福岡は前節、今季最多となる3得点を挙げた。長谷部 茂利監督は4点目を狙いにいく指示を出したと言うが、それだけいまの攻撃力に自信がある証拠。攻撃面の好調について長谷部監督は、「繰り返すことで少しずつ上達して、それが目に見えてきた。繰り返してきたことが『正しかった』と思える現状」と見ている。
そして、8ゴールでチームトップスコアラーの山岸 祐也は攻撃力アップの要因を「いろいろな要素があってのものだと思うが、みんなの『良くしたい』という気持ち、それを実現するための行動や振る舞いがあったからだと思う。特に選手間の細かいすり合わせが成果として出てきたんじゃないか」と分析している。
いずれにしても、一朝一夕ではなく長い時間をかけて積み上げてきた成果だからこそ、1試合だけで終わらない、継続性を期待できる力だとも言える。前節で2ゴールの活躍を見せた紺野 和也が「柏戦の1点目のようなテンポで、しかもダイレクトでボールを動かすことができれば、鹿島に限らずどのチームに対しても崩すことができると思う」と話すように、鹿島の堅い守備陣に対しても、自信を持って勝負を仕掛けていくことができる十分な攻撃力が備わってきた。

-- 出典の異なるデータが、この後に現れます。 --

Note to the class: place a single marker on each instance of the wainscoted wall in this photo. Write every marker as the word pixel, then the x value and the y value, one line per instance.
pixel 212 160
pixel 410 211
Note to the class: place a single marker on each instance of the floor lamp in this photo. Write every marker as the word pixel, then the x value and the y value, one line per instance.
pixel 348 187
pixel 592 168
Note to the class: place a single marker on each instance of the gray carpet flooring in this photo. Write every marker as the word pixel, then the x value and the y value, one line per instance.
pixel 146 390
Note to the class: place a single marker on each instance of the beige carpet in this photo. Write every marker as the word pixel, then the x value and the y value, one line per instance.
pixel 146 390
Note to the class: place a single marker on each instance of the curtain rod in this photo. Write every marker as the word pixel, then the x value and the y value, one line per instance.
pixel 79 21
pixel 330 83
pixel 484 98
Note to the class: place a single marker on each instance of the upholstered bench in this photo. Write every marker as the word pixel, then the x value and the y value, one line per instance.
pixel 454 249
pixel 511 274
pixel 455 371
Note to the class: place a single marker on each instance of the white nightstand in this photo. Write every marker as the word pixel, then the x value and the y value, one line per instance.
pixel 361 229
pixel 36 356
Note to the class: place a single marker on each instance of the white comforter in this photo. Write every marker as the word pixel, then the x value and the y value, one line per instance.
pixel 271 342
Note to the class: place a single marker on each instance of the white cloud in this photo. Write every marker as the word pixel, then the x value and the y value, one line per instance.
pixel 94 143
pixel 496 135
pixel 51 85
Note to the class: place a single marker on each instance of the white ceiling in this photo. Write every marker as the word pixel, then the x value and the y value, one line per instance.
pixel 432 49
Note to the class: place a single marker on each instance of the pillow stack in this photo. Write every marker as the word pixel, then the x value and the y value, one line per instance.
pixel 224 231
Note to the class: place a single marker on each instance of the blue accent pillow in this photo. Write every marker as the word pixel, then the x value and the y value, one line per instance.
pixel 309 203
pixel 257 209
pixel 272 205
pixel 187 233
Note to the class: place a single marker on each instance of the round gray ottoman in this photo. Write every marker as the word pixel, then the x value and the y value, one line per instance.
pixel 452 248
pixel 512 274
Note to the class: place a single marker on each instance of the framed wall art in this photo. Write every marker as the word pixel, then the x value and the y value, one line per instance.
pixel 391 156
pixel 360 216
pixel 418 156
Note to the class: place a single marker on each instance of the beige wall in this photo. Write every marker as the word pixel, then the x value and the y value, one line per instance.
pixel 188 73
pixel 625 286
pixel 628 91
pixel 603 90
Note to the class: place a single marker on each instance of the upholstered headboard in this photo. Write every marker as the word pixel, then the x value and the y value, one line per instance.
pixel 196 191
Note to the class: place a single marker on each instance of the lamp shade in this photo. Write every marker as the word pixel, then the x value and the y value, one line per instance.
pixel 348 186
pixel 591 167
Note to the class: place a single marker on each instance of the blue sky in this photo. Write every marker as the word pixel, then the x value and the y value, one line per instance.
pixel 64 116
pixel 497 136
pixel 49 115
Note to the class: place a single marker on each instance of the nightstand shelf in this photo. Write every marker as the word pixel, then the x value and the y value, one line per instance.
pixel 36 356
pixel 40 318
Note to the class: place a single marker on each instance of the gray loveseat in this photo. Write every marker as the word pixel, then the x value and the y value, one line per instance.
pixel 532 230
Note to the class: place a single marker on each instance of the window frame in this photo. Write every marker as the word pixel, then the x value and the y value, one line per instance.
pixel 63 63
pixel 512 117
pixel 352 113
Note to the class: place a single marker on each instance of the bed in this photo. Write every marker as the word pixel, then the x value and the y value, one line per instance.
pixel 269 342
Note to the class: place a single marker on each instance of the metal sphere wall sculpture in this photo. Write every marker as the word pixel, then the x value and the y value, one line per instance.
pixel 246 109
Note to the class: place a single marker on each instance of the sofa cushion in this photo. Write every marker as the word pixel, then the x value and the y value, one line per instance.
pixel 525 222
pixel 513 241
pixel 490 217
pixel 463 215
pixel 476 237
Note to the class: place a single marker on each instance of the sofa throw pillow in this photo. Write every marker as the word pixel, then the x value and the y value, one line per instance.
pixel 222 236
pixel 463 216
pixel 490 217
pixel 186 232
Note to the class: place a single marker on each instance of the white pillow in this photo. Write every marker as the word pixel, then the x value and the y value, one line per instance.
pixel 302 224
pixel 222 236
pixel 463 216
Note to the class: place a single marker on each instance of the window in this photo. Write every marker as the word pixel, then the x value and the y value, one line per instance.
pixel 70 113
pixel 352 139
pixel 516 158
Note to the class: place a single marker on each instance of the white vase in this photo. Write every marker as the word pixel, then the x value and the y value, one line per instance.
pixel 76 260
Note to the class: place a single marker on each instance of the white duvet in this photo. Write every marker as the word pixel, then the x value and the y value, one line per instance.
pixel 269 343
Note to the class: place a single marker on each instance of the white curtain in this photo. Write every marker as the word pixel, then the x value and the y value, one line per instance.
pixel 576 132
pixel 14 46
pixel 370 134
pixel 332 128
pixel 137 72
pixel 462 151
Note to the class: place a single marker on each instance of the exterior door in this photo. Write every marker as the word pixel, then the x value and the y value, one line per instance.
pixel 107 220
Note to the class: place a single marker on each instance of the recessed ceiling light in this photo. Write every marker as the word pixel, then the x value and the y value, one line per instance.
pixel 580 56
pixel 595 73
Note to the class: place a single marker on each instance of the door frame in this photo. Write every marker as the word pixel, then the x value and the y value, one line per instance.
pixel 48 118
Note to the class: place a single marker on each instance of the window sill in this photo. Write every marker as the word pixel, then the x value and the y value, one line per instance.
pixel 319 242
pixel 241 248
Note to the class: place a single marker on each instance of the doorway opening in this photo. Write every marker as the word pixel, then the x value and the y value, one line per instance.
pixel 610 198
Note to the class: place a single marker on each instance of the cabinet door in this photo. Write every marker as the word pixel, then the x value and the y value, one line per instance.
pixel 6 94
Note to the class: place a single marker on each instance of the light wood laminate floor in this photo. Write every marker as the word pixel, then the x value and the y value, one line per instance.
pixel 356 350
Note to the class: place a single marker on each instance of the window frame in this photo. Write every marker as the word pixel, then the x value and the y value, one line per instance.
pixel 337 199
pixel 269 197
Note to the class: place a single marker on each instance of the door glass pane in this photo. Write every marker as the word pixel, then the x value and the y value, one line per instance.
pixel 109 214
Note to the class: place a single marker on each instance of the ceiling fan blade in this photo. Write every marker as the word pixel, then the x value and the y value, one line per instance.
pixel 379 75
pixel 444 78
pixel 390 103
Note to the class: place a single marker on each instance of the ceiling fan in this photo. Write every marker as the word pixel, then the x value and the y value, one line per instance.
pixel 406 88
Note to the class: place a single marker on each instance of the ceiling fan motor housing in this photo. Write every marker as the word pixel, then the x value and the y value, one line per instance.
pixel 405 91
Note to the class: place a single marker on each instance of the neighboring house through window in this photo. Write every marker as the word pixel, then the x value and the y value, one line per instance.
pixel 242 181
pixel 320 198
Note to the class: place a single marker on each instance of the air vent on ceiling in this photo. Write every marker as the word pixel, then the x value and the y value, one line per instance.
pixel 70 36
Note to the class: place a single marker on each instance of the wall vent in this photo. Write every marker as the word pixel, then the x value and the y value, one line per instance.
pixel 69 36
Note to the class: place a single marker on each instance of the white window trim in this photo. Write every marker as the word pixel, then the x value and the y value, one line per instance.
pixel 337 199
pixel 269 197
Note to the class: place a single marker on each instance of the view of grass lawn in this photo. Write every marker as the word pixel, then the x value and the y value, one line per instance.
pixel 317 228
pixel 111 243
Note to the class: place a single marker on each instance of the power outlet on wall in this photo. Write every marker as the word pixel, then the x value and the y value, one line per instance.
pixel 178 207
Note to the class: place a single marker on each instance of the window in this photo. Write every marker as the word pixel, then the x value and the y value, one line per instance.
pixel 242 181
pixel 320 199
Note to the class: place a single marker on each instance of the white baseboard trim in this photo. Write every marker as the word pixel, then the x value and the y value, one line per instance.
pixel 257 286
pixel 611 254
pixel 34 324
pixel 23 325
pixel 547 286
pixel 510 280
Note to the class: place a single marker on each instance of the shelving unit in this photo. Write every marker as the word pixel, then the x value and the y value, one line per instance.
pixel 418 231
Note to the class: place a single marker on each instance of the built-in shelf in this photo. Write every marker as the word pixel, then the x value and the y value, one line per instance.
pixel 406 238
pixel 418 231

柏戦はコンディション面を考慮してメンバーから外れた主将の奈良 竜樹は、2020年に鹿島に在籍した経験を踏まえて、古巣とのゲームにおけるポイントを「一人ひとりの勝利に懸ける思いが強いのが鹿島。だから、局面のバトルは常に激しいものとなる。そこで負ければ試合には勝てない。そこで“引き分け以上”に持っていくことが勝利の最低条件となるはず」と話している。
ともに局面でのバトルを重要視するチームである上、鹿島が前節での逆転負けを受けて攻守両面でさらなるパワーアップを意識してくると考えられるので、各所でバチバチの火花を散らすことになりそうだ。
このゲームの結果によっては、福岡と鹿島の順位が入れ替わる可能性があるという事実も内容に影響してくるかもしれない。勝てば鹿島を抜ける福岡はそれが大きなモチベーションに、また積極性を引き出す材料になるはずだし、鹿島は負けられないという精神的な圧力がマイナスに作用するかもしれないし、鹿島というチームだからこそ、その圧をエネルギーに変えるのかもしれない。置かれた立場がもたらすメンタル的な作用にも注目したい一戦だ。
今季の同カードはJリーグYBCルヴァンカップを含めて1勝1分1敗の五分。この一戦で今季の決着をつけたいという思いがどんな結果をもたらすのか、非常に楽しみな一戦となる。